Una prima, ma troppo semplicistica e facile, spiegazione può essere questa: tutta colpa del Covid, che tra isolamento, smart working e altre limitazioni alla libertà ha fatto cambiare le prospettive di vita a tutti noi. È certamente possibile che la pandemia abbia avuto tra i suoi effetti anche questo, ma il fenomeno, almeno per quanto ci riguarda, è databile assai prima del 2020 e ha radici molto profonde in tutti i settori del sistema Italia: nel Belpaese, certifica Eurostat, il 90 per cento delle persone lascia il proprio impiego a causa di un mercato del lavoro troppo rigido, non a misura di giovani, scarsamente premiale per i migliori in termini sia economici che di prospettive di carriera, con stipendi tra i peggiori d’Europa anche per chi è molto qualificato. Molti di coloro che si dimettono lo fanno per andare all’estero. Cervelli e muscoli in fuga. Il Paese è in crisi demografica, all’ultimo posto in Europa per nascite, e perde ogni anno 25mila laureati che espatriano in cerca di migliori opportunità.

Il rapporto del think tank Welfare, Italia, promosso da Unipol e Ambrosetti, stima che l’emigrazione dei ragazzi più qualificati costi ogni anno 3,5 miliardi di euro. La scelta di andarsene appare spesso come una necessità, dal momento che un italiano su due sotto i 30 anni guadagna meno di 10mila euro all’anno. «Per forza se ne vanno, così è impossibile avere una vita decente», ha dolorosamente ammesso il ceo di Ambrosetti, Valerio De Molli. I dati sono stati resi noti mentre è allo studio del governo una stretta alle agevolazioni per chi decide di rientrare. La fondazione Migrantes nel suo rapporto ‘Italiani nel Mondo’ ci dice invece che sono circa 6 milioni i connazionali che vivono all’estero: dal 2006 a oggi sono pressoché raddoppiati e il 67 per cento è under 50.

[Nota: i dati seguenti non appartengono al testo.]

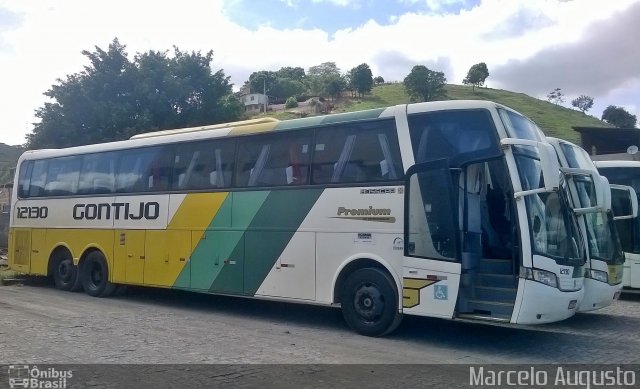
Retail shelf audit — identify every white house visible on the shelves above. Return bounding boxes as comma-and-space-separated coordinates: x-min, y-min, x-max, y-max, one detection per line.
241, 93, 269, 112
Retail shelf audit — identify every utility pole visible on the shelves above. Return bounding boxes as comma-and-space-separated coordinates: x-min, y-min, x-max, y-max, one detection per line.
262, 77, 269, 113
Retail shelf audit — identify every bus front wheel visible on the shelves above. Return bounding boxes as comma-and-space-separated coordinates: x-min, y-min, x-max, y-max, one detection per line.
340, 268, 402, 336
51, 250, 82, 292
80, 251, 116, 297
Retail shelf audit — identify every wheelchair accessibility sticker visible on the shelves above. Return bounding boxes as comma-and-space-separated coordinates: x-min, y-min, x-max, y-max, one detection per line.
433, 284, 449, 300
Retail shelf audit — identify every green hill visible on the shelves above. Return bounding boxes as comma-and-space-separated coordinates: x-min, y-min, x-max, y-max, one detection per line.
0, 143, 24, 185
334, 83, 611, 144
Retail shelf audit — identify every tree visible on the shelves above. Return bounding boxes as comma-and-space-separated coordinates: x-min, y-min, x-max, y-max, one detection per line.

A prendere la via della fuga sono soprattutto i neet, giovani che non studiano, non lavorano e non sono in formazione, e le donne. A conferma di quanto detto fin qui, viene spiegato che a muoverli è il «desiderio di rivalsa» verso un Paese che non è in grado offrire occasioni. Sono quasi quattromila, su una popolazione complessiva appena sopra le 70mila unità, i cremonesi (nel senso di residenti nel comune capoluogo) iscritti all’Aire, l’Anagrafe dei cittadini italiani residenti all’estero. I più tra coloro che espatriano, però, non lo comunicano. Un piccolo esercito, molti possono essere definiti cervelli in fuga. Abbandonare la città è stato difficile, tornarci un sogno.

«Quando rientrerete vi scontrerete con diverse difficoltà. Prima tra tutte la teoria della coda. Cercando un lavoro, sarete messi in fondo», ammonì Mario Draghi, quando ancora vestiva i panni del Governatore della Banca d’Italia, incarico che ha ricoperto dal 2005 al 2011. Il presidente della Repubblica, Sergio Mattarella, commentando il rapporto di Migrantes, ha definito la fuga dei cervelli «una patologia» alla quale «porre rimedio», invitando la classe politica a «individuare percorsi per garantire il ritorno in Italia». Affrontare la great resignation e il nodo dei cervelli in fuga richiede un approccio che consideri le esigenze dei dipendenti e le sfide attuali del mercato del lavoro. Investire nell’attrazione e nel mantenimento dei talenti può portare a un ambiente di lavoro più soddisfacente, una maggiore produttività e una migliore reputazione aziendale. Anche così l’Italia può cercare di porre rimedio al rigido inverno demografico che ne sta riducendo la popolazione, con effetti potenzialmente devastanti.